Beyond that, Lewis identifies three actions that should help every firefly species. First, she says, “if there’s a place with firefly biodiversity or abundance, try to preserve that habitat.” Not all of us can do that, but one thing anyone who lives near fireflies can do is reduce light pollution. “Turn off your lights during firefly season, or just turn off your lights in general. Have motion-detector lights that only come on when you need them.” And reduce the use of pesticides.

People can also help by reporting firefly sightings. Anyone in North America can do so by joining the organisation Firefly Watch, which has been running since 2010. There are similar “citizen science” schemes in many countries. You can also join iNaturalist, which allows you to submit photos of animals for identification.

“We just want people to go out and enjoy fireflies in their natural habitats as much as they can,” says Lewis. Stewart agrees, calling fireflies a “magical experience”.

With care, many of us may one day have fireflies sparkling in our back yards.

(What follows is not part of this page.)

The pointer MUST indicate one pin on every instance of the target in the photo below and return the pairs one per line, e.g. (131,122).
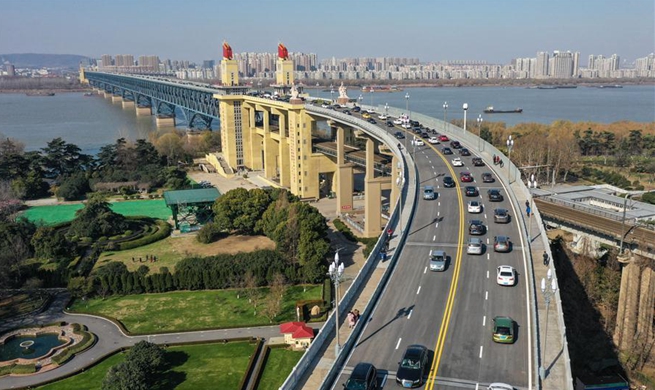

Lampyris Noctiluca: Britain’s only firefly

A Lampyris noctiluca  female glowing at night, Cornwall.
A Lampyris noctiluca female glowing at night, Cornwall. Photograph: David Chapman/Alamy

The UK has only one native firefly: the common glow-worm (Lampyris noctiluca). Lampyris is found also on mainland Europe. They are best seen in June and July evenings, when females glow green to attract males. The UK glow-worm survey website offers a wealth of information.

Common glow-worms live for two years. They hatch from eggs in late summer, grow a little by feeding on tiny snails, then hibernate through winter. They spend the next spring and summer growing, hibernate, then pupate in spring. They emerge as adults around June, mate, lay eggs and die. The long life cycle is a vulnerability, says Sussex University’s Alan Stewart: “A lot can happen in two years.”

They are partial to a mixture of woodland and grass or scrub, says conservationist John Tyler, who lives in Buckinghamshire. “The larvae feed on snails and like dense cover; the adults need open space to glow and for the males to find them.”

They are not officially endangered, because they have not been assessed by the IUCN. But there is evidence of decline. In a 2017 study in the journal Lampyrid, Tyler and his colleagues compiled data from 15 English sites and found sharp falls. “Even on nature reserves they’re declining,” he says.

Common glow-worms face many of the same threats as other fireflies, but are particularly vulnerable because adult females cannot fly. “They’re extremely bad at colonising new sites, or recolonising sites where they’ve been lost,” says Tyler.